Workplace App Trello Unwittingly Exposes Passwords Through Google
Offices that leave boards unlocked often forget that anyone can find them
Some companies that use the project management application Trello have accidentally exposed their passwords to anyone who performs a Google search.
Trello, which says it has one million daily users, works somewhat like an interactive, shared to-do list — a “board” — for a company or team. If you already use it with your coworkers, it can be a convenient way to store important, shared information, like bookmarking frequently used websites — or administrative usernames and passwords.
Users can choose to keep their shared Trello boards unlocked, meaning it doesn’t require an account or password to visit. In such cases, all it takes is a good search for “password,” restricted to the domain “site:trello.com,” to see a list of poorly hidden company passwords.
One such site is Cinenoar, a Brazilian movie streaming startup, which was unaware their Trello board was unlocked — and the administrative credentials to its website were exposed — until being contacted for this story.
“I’ll have to change all passwords, but, better this way,” founder Marcos Chaves Martins told Vocativ over Skype. The site’s IT team had once hired an outside developer to help build the site, he said, and made their Trello board public to share operations, but forgot to make it private again.
“The most remarkable aspect is that each individual part of the process was working exactly as designed,” said Neil Studd, a security researcher who discovered and tweeted about the vulnerability. “But, as with many security incidents, a system is only as strong as its weakest link — in this case, the end-users who compromised their own details.”
In a statement provided to Vocativ, Trello said that it was aware of the problem, and recently sought out users who were broadcasting their passwords. “Trello recently identified these boards and has taken steps to change their boards to private,” the company said.
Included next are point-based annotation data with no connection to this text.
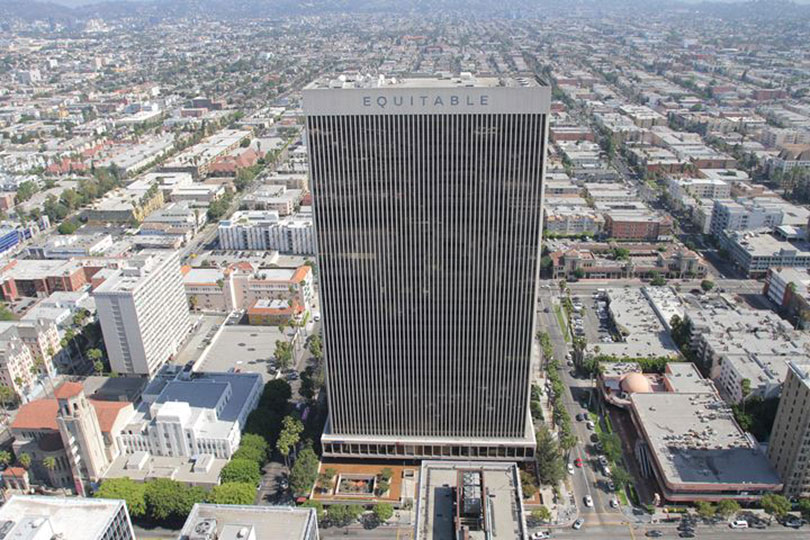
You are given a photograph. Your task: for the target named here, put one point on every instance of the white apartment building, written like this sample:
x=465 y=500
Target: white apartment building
x=181 y=416
x=572 y=220
x=257 y=230
x=744 y=216
x=40 y=517
x=701 y=188
x=743 y=344
x=143 y=312
x=773 y=137
x=242 y=286
x=16 y=362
However, simply making a Trello board private doesn’t necessarily fully solve the problem. Google automatically provides “snippets” from a website when listing search results, and some passwords are still visible from now-locked Trello boards.
“This was a way to keep our passwords and share it among certain employees,” said the founder of another company, whose former administrative password was still cached as a Google snippet when reached by Vocativ. The founder requested not to be named because he was worried about his company’s security.
“Unbeknownst to us, it was a public board that anybody could see on Trello,” the founder said. “When we tried to make it private, no you still can see it. Worse, you find out way after the fact [that] there are actual Google links sharing this information.”
Google does allow users to request outdated or deleted pages be removed from its search results, though there isn’t a guarantee for how long that takes. The company didn’t offer formal comment, but as of this writing, the passwords that prompted Vocativ to reach out to a handful of companies are no longer visible on the site.